Patients, methods: Using contrast-enhanced MRI, microvascular obstruction was defined as early hypoenhancement. Contrast defects were scored from 0 (no hypoenhancement) to 3 (strong hypoenhancement). 50 patients (56+/-11 years) with STEMI underwent PCI. Contrast-enhanced MRI (6+/-2 days after STEMI) and biochemical parameters were evaluated.

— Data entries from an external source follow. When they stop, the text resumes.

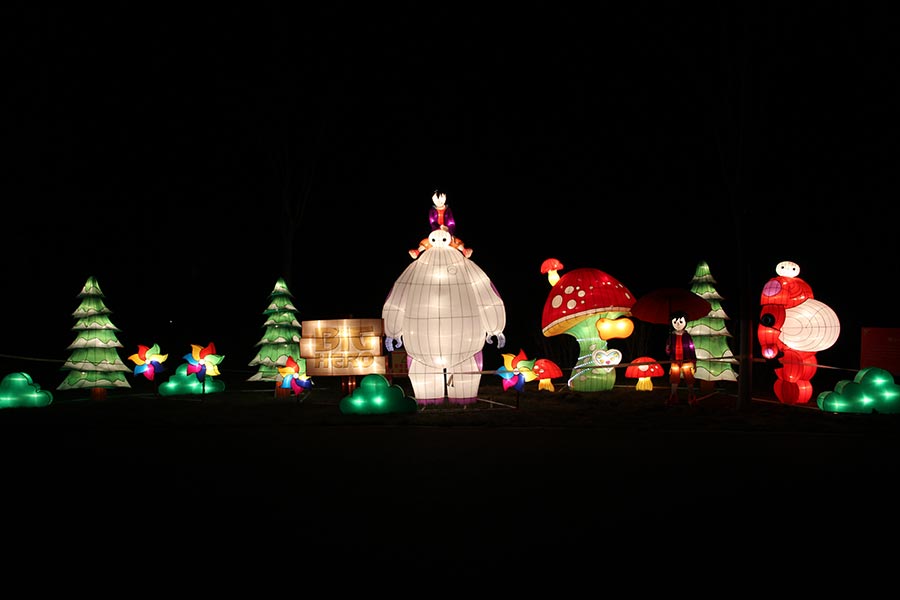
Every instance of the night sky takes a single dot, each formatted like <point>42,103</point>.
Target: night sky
<point>158,151</point>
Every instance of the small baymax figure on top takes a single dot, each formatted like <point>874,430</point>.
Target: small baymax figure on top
<point>680,349</point>
<point>441,217</point>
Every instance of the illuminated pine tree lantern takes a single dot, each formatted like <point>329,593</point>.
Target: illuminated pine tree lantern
<point>280,340</point>
<point>710,333</point>
<point>94,363</point>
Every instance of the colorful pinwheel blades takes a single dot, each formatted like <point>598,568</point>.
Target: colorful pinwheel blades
<point>203,361</point>
<point>517,382</point>
<point>148,360</point>
<point>516,371</point>
<point>293,378</point>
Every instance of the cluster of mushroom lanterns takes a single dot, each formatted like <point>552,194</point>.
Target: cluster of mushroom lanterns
<point>443,308</point>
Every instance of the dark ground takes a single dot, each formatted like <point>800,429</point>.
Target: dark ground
<point>563,482</point>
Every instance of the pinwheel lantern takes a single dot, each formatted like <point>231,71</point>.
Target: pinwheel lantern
<point>149,361</point>
<point>294,377</point>
<point>546,370</point>
<point>516,371</point>
<point>203,362</point>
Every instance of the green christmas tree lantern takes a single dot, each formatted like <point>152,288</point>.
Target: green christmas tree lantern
<point>281,339</point>
<point>94,362</point>
<point>711,336</point>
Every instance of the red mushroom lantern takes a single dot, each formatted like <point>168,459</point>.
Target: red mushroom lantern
<point>644,369</point>
<point>592,307</point>
<point>546,369</point>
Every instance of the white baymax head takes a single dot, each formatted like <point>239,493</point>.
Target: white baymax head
<point>440,238</point>
<point>787,268</point>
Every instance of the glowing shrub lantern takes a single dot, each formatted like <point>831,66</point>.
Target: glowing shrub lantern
<point>643,369</point>
<point>443,308</point>
<point>796,326</point>
<point>376,395</point>
<point>591,306</point>
<point>873,390</point>
<point>19,390</point>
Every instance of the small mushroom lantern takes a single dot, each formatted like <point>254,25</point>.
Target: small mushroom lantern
<point>643,369</point>
<point>591,306</point>
<point>546,370</point>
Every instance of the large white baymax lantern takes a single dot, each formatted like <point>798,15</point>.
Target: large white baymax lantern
<point>443,308</point>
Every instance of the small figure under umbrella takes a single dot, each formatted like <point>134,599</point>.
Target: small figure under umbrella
<point>683,357</point>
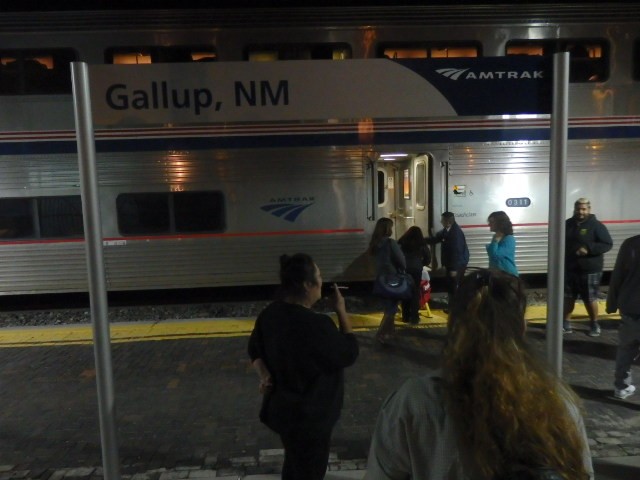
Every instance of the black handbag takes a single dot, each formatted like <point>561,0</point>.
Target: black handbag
<point>397,286</point>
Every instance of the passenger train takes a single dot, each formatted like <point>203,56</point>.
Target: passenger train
<point>214,203</point>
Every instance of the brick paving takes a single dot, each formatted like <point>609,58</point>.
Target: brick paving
<point>188,408</point>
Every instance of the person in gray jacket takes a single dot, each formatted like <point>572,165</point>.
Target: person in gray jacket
<point>623,295</point>
<point>493,411</point>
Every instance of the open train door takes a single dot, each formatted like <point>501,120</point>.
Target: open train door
<point>403,190</point>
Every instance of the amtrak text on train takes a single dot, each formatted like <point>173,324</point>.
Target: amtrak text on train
<point>464,74</point>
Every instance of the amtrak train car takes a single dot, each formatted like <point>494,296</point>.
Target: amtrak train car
<point>205,202</point>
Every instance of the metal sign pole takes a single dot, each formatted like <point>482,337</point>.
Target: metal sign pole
<point>557,202</point>
<point>95,264</point>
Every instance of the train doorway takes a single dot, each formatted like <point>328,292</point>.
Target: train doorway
<point>403,191</point>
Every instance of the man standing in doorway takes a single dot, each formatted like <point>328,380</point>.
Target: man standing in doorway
<point>454,254</point>
<point>586,242</point>
<point>623,295</point>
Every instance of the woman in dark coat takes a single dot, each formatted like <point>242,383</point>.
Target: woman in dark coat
<point>299,356</point>
<point>416,254</point>
<point>389,259</point>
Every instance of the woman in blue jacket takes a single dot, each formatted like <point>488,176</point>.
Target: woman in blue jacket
<point>502,249</point>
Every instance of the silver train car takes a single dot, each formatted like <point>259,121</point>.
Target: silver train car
<point>207,206</point>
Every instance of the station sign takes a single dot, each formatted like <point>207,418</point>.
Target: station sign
<point>300,90</point>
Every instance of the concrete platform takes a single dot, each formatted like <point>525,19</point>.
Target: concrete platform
<point>186,398</point>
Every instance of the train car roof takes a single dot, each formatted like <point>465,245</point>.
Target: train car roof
<point>288,15</point>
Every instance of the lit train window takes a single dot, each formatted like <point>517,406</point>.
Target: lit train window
<point>60,216</point>
<point>33,72</point>
<point>421,185</point>
<point>382,183</point>
<point>588,60</point>
<point>157,54</point>
<point>16,218</point>
<point>429,50</point>
<point>324,51</point>
<point>636,60</point>
<point>166,213</point>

Results: Microvascular obstruction (score 1 to 3) was observed in 90% of the patients and major microvascular obstruction (score 2-3) in 54%. In univariate analysis, leukocytes and CRP levels were associated with MVO, whereas pre-infarction angina and prior medication by aspirin or calcium channel antagonist appeared protective. Microvascular obstruction intensity positively correlated with baseline inflammation status assessed by C-reactive protein and leukocytes (rho=0.43 and rho=0.44; p=0.003), the peak of CK (rho=0.56; p=0.01) or Troponin I (rho=0.59; p=0.01) and negatively correlated with LVEF (rho=-0.44; p=0.002). Multivariate analysis identified the absence of pre-infarction angina as the only independent predictor for microvascular obstruction (odds ratio, 8.35, 95% confidence interval 1.27-54.71; p=0.027).
Conclusion: MRI-detected microvascular obstruction has a high incidence in patients with STEMI treated by primary PCI and determines post-MI LVEF even in patients with post PCI TIMI 3 flow score. Pre-infarction angina appears to be an independent determinant of the extent of MVO detected by MRI.